Matplotlib can plot more than just line graphs, another plot type is a bar chart. We will construct a bar chart of the average temperature per decade.

We start by adding a new column to the data frame which represents the decade. We create it by taking the index (which is a list of years), converting each element to a string and then replacing the fourth character with a '0'.

In [11]:
years = Series(df.index, index=df.index).apply(str)
decade = years.apply(lambda x: x[:3]+'0')

df['decade'] = decade
df.head()
Out[11]:
JAN FEB MAR APR MAY JUN JUL AUG SEP OCT NOV DEC YEAR decade
1659 3.0 4.0 6.0 7.0 11.0 13.0 16.0 16.0 13.0 10.0 5.0 2.0 8.87 1650
1660 0.0 4.0 6.0 9.0 11.0 14.0 15.0 16.0 13.0 10.0 6.0 5.0 9.10 1660
1661 5.0 5.0 6.0 8.0 11.0 14.0 15.0 15.0 13.0 11.0 8.0 6.0 9.78 1660
1662 5.0 6.0 6.0 8.0 11.0 15.0 15.0 15.0 13.0 11.0 6.0 3.0 9.52 1660
1663 1.0 1.0 5.0 7.0 10.0 14.0 15.0 15.0 13.0 10.0 7.0 5.0 8.63 1660

Lambda functions

You may be wondering how

In [12]:
lambda x: x[:3]+'0'
Out[12]:
<function __main__.<lambda>(x)>

replaces the fourth character with a '0'. This is through the use of Python lambda functions, which are documented here. In this case using a lambda function is a quick way of succinctly writing a function (with no name) in one line. The following is an equivalent, but longer way of doing the same thing:

In [13]:
def year2decade(year):
    '''Takes a year as a string and returns the decade, also as a string
    '''
    decade = year[:3] + '0'
    return decade
decade = years.apply(year2decade)

Once we have our decade column, we can use pandas groupby() function to gather our data by decade and then aggregate it by taking the mean of each decade.

In [14]:
by_decade = df.groupby('decade')
agg = by_decade.aggregate(np.mean)

agg.head()
Out[14]:
JAN FEB MAR APR MAY JUN JUL AUG SEP OCT NOV DEC YEAR
decade
1650 3.00 4.00 6.00 7.00 11.00 13.00 16.00 16.00 13.00 10.00 5.00 2.00 8.870
1660 2.60 4.00 5.10 7.70 10.60 14.50 16.00 15.70 13.30 10.00 6.30 3.80 9.157
1670 3.25 2.35 4.50 7.25 11.05 14.40 15.80 15.25 12.40 8.95 5.20 2.45 8.607
1680 2.50 2.80 4.80 7.40 11.45 14.00 15.45 14.90 12.70 9.55 5.45 4.05 8.785
1690 1.89 2.49 3.99 6.79 9.60 13.44 15.27 14.65 11.93 8.64 5.26 3.31 8.134

At this point, agg is a standard pandas DataFrame so we can plot it like any other, by putting .bar after the plot call:

In [15]:
agg.YEAR.plot.bar()

plt.title('Average temperature per decade')
plt.xlabel('Decade')
plt.ylabel('Temperature ($^\circ$C)')

plt.show()

Other graphs

  1. Modify the above code to plot a bar chart of the average temperature per century.

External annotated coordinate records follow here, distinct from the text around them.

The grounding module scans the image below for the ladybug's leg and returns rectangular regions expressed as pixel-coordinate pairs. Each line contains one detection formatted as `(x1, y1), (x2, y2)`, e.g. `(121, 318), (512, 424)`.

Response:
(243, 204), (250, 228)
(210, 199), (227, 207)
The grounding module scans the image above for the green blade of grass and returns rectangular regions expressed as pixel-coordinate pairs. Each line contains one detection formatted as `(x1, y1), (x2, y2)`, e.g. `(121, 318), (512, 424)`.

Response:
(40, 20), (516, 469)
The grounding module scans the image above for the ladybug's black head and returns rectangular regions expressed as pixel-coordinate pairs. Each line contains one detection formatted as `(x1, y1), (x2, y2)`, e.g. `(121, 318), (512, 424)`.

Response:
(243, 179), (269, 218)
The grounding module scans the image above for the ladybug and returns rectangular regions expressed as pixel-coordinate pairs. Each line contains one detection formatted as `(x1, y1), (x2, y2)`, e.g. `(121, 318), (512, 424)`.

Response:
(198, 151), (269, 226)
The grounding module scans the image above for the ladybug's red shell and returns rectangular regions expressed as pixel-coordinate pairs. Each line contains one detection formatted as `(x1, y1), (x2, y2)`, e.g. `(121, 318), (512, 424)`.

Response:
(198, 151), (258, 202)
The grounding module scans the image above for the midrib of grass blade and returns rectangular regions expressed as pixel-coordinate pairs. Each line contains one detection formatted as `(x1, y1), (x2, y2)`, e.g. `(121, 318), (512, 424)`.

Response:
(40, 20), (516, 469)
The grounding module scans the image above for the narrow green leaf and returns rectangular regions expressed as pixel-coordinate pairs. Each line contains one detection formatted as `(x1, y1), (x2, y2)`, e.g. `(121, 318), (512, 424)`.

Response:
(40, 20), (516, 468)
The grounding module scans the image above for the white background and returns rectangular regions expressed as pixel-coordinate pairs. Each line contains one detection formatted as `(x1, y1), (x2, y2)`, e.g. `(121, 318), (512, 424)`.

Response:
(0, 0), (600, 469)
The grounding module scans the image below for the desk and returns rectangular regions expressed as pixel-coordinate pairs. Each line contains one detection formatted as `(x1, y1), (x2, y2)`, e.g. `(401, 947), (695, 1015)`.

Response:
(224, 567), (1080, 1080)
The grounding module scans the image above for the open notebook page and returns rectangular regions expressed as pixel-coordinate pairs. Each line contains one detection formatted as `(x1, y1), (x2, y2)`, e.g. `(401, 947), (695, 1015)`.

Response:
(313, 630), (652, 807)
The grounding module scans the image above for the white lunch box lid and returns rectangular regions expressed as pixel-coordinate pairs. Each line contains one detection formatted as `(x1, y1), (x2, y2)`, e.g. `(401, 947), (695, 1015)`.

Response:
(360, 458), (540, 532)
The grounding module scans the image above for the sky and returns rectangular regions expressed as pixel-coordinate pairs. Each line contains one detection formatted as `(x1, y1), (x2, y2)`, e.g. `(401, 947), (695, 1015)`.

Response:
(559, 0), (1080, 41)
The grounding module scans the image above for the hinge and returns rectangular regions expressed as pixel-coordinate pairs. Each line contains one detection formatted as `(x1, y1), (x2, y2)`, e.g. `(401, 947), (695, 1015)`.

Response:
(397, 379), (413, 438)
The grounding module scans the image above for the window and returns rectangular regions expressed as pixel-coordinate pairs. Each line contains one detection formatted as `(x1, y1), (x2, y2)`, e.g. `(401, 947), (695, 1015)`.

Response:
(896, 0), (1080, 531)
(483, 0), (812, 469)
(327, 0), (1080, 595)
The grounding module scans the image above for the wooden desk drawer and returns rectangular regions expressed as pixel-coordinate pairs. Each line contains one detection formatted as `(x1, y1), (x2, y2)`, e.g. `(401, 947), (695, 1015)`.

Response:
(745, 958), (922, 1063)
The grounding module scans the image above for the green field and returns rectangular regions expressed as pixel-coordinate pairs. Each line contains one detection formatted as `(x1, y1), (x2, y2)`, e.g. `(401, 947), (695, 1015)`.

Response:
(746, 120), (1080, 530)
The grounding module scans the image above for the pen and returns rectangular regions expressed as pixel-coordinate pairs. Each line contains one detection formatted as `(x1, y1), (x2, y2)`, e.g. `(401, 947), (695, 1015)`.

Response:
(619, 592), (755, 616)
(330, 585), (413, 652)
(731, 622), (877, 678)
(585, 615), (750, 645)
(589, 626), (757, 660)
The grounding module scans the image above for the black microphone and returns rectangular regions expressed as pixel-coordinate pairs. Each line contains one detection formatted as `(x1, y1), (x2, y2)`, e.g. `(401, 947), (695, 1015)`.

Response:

  2. Plot a histogram of the average annual temperature. Make sure that the x-axis is labelled correctly. Hint: Look in the documentation for the right command to run.

  3. Plot a scatter plot of each year's February temperature plotted against that year's January temperature. Is there an obvious correlation?

Solution

Key Points:

  • We can plot a function quickly using plot.plot(x, y).
  • We can (and should) add a title and axes labels to our plots.
  • The bar() function creates bar charts.
  • The hist() function creates histograms.
  • The scatter() function creates scatter diagrams.